Special prosecutor Lawrence Walsh arrives at U.S. District Court on March 11, 1988 in Washington. Former National Security Adviser Robert McFarlane was expected to plead guilty to four charges arising from his activities in the Iran-Contra scandal. (UPI File Photo/Cliff Owen/Files) | License Photo
NICHOLS HILLS, Okla., March 20 (UPI) -- Former New York corporate lawyer Lawrence Walsh, who prosecuted several Reagan-era figures during the Iran-Contra affair, has died. He was 102.
Kevin Gordon, president of the Crowe & Dunlevy law firm where Walsh once worked, said he died Wednesday at his home in Nichols Hills, Okla., the Washington Post reported Thursday.

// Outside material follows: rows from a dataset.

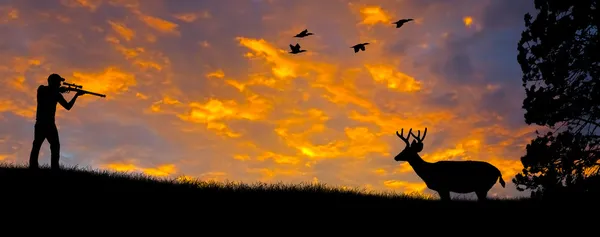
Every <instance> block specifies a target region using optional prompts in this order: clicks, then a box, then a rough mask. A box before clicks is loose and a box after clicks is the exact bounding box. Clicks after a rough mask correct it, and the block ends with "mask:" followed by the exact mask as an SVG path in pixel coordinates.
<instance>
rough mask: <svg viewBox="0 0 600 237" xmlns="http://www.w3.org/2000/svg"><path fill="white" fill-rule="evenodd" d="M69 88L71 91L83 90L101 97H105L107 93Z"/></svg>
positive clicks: (84, 91)
mask: <svg viewBox="0 0 600 237" xmlns="http://www.w3.org/2000/svg"><path fill="white" fill-rule="evenodd" d="M68 90H70V91H81V92H84V93H86V94H90V95H95V96H100V97H103V98H104V97H106V95H104V94H99V93H96V92H91V91H86V90H81V89H74V88H69V89H68Z"/></svg>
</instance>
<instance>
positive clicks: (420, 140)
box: [394, 128, 427, 161]
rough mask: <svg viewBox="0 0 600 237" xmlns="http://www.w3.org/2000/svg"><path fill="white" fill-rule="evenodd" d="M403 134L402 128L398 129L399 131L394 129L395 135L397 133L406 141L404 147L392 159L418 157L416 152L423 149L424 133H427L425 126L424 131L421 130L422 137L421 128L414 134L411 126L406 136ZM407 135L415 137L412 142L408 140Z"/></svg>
mask: <svg viewBox="0 0 600 237" xmlns="http://www.w3.org/2000/svg"><path fill="white" fill-rule="evenodd" d="M403 134H404V129H402V130H400V133H398V131H396V135H398V137H399V138H400V139H401V140H402V141H403V142H404V143H406V147H405V148H404V150H402V151H401V152H400V153H399V154H398V155H396V157H394V160H396V161H411V160H414V159H417V158H419V155H418V153H419V152H421V151H422V150H423V139H425V135H427V128H425V131H423V137H421V130H418V133H417V136H415V134H413V133H412V128H411V129H410V130H409V131H408V134H407V135H406V137H404V136H403ZM409 135H411V136H413V137H414V138H415V140H413V142H412V143H409V142H408V137H409Z"/></svg>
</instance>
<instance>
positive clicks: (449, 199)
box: [438, 191, 450, 202]
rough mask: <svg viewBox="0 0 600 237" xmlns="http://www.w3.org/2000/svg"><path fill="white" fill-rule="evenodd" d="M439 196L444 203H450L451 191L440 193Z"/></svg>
mask: <svg viewBox="0 0 600 237" xmlns="http://www.w3.org/2000/svg"><path fill="white" fill-rule="evenodd" d="M438 194H439V195H440V199H441V200H442V201H445V202H446V201H450V192H449V191H438Z"/></svg>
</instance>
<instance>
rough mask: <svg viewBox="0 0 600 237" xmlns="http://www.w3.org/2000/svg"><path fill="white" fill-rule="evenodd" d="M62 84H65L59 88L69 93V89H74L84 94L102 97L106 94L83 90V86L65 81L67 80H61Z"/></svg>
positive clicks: (67, 92) (71, 90) (76, 91)
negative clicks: (68, 82)
mask: <svg viewBox="0 0 600 237" xmlns="http://www.w3.org/2000/svg"><path fill="white" fill-rule="evenodd" d="M62 84H63V85H65V86H61V88H62V89H63V90H64V91H65V92H64V93H69V92H71V91H75V92H83V93H85V94H90V95H95V96H100V97H102V98H104V97H106V95H103V94H99V93H96V92H91V91H86V90H83V86H81V85H76V84H71V83H67V82H63V83H62Z"/></svg>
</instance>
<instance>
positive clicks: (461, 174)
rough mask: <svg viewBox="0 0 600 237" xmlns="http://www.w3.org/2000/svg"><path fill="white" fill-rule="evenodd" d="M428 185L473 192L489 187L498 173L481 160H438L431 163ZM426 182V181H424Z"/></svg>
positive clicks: (497, 172) (443, 188)
mask: <svg viewBox="0 0 600 237" xmlns="http://www.w3.org/2000/svg"><path fill="white" fill-rule="evenodd" d="M432 165H433V167H434V168H433V169H432V171H433V172H431V174H430V177H429V182H428V186H431V187H430V188H431V189H434V190H435V189H440V188H442V189H450V191H453V192H461V193H462V192H474V191H475V190H476V189H482V188H485V187H489V188H491V187H492V186H493V185H494V184H495V183H496V181H497V180H498V176H499V175H500V171H499V170H498V168H496V167H494V166H493V165H491V164H489V163H487V162H482V161H438V162H436V163H433V164H432ZM426 182H427V181H426Z"/></svg>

Walsh, a Republican stalwart whose friends called him "Ed," spent most of his career at the powerhouse law firm of Davis Polk & Wardwell, where he was a partner. In 1969, he briefly served as deputy to Henry Cabot Lodge during the Paris peace talks to end the Vietnam War.
In 1986, at age 74, then-U.S. Attorney General Edwin Meese appointed Walsh as special prosecutor in the Iran-Contra affair, in which high-ranking Reagan administration figures were accused of secretly selling arms to Iran and illegally funneling the proceeds to the Contras, a rebel group fighting the Marxist government of Nicaragua.
Fourteen government officials were criminally charged -- including former national security adviser Adm. John Poindexter and Marine Corps Lt. Col. Oliver North. Eleven pleaded guilty or were convicted, however, most of the convictions were overturned on appeal and five officials -- including former defense secretary Caspar Weinberger -- were pardoned on Christmas Eve 1992 by President George H.W. Bush.
A furious Walsh said the presidential pardon had undermined the principle that "no man is above the law."
In 1997, Walsh wrote "Firewall: The Iran-Contra Conspiracy and Cover-Up" that maintained Meese was behind the coverup along with other top administration officials.
Walsh was born in Port Maitland, Nova Scotia, Jan. 8, 1912, and raised in New York City where he graduated from Columbia University and the Columbia Law School and began his long career at 24 as a special assistant attorney general.
He was selected by President Dwight Eisenhower for the federal bench in Manhattan in 1954 and three years later joined the New York district attorney's office as chief deputy overseeing selection of federal judges and the integration of Little Rock, Ark., public schools. He retired in 1981 to Oklahoma City, his wife's hometown.